Thursday, June 28, 2007

Lobbyists and Lawmakers Audits


Yesterday, Mark Greene was serving one of his clients, the Tennessee Lobbyist Association, by observing the agency that oversees lobbyists, the Tennessee Ethics Commission, during its meeting. Then, for the first time since its creation, the ethics commission was conducting a random, electronic selection of 11 of the 538 registered lobbyists to be audited.

He joined other "lucky" notables including Ralph Schulz, president of the Nashville Area Chamber of Commerce, and Johnny Hayes, a longtime Democratic Party fundraiser and national campaign finance chairman for Vice President Al Gore's presidential campaign in 2000.

Greene, one of the handful of lobbyists attending the meeting, had jokingly remarked that he had a 98 percent chance of not being selected, which he — like most — considered pretty good.

But the computer thought otherwise as it picked No. 191 — Greene's number.

Greene muttered an expletive and jokingly yelled out to the commission that he wanted to go "double or nothing."

"I'm finished," Greene quipped later to reporters. "Just take me straight to jail."

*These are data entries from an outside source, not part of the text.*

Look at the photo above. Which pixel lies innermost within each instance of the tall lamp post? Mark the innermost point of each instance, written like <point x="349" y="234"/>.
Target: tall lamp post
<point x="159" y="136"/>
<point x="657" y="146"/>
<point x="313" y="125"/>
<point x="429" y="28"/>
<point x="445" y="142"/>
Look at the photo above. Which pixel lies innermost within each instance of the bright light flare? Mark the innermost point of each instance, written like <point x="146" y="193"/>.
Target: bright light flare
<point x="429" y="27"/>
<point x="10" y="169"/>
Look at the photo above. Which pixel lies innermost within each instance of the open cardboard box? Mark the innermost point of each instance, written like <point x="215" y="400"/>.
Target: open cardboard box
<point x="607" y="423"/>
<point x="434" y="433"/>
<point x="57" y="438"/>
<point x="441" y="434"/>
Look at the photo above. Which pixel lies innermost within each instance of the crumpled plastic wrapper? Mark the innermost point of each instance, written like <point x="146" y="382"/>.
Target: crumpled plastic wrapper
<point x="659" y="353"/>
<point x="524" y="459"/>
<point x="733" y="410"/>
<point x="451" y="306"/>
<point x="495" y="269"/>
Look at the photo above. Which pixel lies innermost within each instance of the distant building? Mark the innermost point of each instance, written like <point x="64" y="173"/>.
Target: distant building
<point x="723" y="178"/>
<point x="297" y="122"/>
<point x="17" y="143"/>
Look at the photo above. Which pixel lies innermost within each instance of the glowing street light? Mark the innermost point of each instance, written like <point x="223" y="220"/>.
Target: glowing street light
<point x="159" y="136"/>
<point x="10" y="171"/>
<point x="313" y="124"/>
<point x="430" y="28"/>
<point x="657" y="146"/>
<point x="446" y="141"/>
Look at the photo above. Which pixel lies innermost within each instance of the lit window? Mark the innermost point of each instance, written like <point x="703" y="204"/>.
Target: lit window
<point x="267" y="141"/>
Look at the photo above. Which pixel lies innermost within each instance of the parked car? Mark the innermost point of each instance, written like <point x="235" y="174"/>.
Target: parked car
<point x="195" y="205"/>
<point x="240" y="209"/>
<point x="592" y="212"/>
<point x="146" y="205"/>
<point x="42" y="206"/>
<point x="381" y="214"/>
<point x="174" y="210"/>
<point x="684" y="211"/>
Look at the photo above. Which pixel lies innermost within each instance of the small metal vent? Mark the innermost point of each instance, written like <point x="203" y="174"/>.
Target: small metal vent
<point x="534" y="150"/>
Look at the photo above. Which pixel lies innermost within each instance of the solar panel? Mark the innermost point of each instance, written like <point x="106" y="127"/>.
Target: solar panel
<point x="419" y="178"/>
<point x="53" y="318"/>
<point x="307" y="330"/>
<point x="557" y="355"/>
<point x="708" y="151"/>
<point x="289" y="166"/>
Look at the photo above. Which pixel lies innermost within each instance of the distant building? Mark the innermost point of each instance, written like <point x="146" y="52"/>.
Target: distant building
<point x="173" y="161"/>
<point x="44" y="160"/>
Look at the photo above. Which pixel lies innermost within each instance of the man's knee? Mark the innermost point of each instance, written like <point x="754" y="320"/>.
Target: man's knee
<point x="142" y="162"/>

The Registry of Election Finance randomly selected the candidates for the state Senate District 17, which included the winner, Sen. Mae Beavers (R-Mount Juliet) and Democrats Bob Rochelle and Aubrey Givens. Two other state representatives, Reps. John Tidwell (D-New Johnsonville) Steve McManus (R-Memphis) as well as McManus' opponent's campaign accounts will also be audited.

In addition, 18 legislators who had non-itemized contributions on their campaign disclosure accounts of $5,000 or more will also be automatically audited. Rep. Brenda Gilmore (D-Nashville) is one of those 18.